WATER NEEDED: Charities such as the Granite Belt Water Relief are essential when dams and tanks run dry.
WATER NEEDED: Charities such as the Granite Belt Water Relief are essential when dams and tanks run dry.

‘LET THEM TRY AND STOP US’: Charity determined to help

WATER relief charities could be under threat after saving the lives of hundreds of drought-stricken Southern Downs families, according to volunteers.

More than half a million litres of stock and potable water have been distributed by Granite Belt Water Relief since the organisation was founded in September.

Board member Graham Parker said the group filled a need for stock water in the agricultural region, as families were "getting behind on their bills and not feeding themselves because they needed to buy their animals water."

GBWR travels to rural homes, filling tanks, dispensing 1000L pods and providing tankers of potable water to a community that is "past desperation."

"I've had countless times where we've been filling a pod for someone and they'll just stand there, quietly sobbing," Mr Parker said.

"We've had people totally breaking down, it's really humbling."

But that service is provided under constant fear of closure, according to Mr Parker.

"As the charity was setting up the mayor went up to the people running it and said, 'You can't do this.'," he said.

"They basically tried to shut them down."

Mr Parker said in his own dealings with council staff members he has been told GBWR "needs to work with council" or "we have every right to shut (the charity) down."

"Let them do their worst, let them try to stop us," he said.

GBWR co-founder Samantha Wantling said she wasn't sure what council expected from them.

"I've been to a couple of meetings with council," she said.

"But we just do our own thing, because we find it a lot easier.
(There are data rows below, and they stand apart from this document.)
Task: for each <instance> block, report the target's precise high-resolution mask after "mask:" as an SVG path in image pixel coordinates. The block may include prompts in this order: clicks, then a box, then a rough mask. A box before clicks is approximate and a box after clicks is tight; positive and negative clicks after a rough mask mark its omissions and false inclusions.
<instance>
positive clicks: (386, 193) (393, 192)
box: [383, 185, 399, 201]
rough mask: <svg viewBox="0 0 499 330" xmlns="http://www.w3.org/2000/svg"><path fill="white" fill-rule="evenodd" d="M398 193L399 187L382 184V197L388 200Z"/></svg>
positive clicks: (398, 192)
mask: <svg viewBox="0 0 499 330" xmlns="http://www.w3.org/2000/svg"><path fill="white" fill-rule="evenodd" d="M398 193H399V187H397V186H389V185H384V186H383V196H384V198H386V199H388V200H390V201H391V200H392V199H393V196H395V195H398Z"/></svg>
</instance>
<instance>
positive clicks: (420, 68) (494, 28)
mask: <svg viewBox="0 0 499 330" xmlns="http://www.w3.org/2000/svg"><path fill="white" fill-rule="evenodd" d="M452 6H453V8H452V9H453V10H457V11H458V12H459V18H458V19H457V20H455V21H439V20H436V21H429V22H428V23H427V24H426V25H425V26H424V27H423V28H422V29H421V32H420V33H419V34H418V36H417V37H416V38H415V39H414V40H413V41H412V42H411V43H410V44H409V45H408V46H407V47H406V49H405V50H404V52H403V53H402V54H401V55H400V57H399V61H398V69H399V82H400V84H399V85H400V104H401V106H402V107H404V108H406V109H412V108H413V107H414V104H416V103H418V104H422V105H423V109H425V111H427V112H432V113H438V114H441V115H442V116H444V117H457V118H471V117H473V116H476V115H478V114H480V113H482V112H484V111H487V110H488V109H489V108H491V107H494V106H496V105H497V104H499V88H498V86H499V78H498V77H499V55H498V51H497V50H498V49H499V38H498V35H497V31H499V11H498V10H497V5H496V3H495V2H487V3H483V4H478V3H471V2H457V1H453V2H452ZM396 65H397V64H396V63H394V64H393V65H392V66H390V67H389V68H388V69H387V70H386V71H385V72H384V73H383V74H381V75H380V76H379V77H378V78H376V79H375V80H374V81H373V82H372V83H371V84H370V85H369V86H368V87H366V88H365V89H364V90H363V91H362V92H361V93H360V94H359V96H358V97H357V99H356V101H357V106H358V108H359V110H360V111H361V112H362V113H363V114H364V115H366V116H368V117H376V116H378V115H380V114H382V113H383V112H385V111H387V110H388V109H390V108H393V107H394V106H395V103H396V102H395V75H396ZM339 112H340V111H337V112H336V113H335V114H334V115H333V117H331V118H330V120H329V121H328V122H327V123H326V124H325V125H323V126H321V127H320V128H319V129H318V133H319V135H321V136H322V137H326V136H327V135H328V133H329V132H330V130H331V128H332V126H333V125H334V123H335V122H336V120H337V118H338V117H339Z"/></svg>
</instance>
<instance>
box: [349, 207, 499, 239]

"We have water coming in, we give it to the people who need it, and we keep it as simple as possible."

Southern Downs Mayor Tracy Dobie said she remembered the interaction with GBWR quite differently.

"I was in a vehicle with the director of GIVIT and we stopped at a site there, near Applethorpe, where the drought relief was set up," Cr Dobie said.

"There was a conversation about whether they'd set themselves up as a registered charity or not, and they said they had applied but it hadn't come through yet.

"That was it, it wasn't to do with council, it was about GIVIT looking to partner with local charities."

Responding to claims of local government interference, Cr Dobie said charities had "nothing to do with council" and council encouraged generous callers to get in touch with such groups to provide support.

It may be "too little, and far too late" for Granite Belt volunteers such as Mr Parker.

"People are hurting because there's been absolutely no assistance," he said.

"Council resolutely refused to help rural residents with water for their stock, and people needed options.

"The Granite Belt community looks after itself and its members and it always has, because we just get overlooked constantly."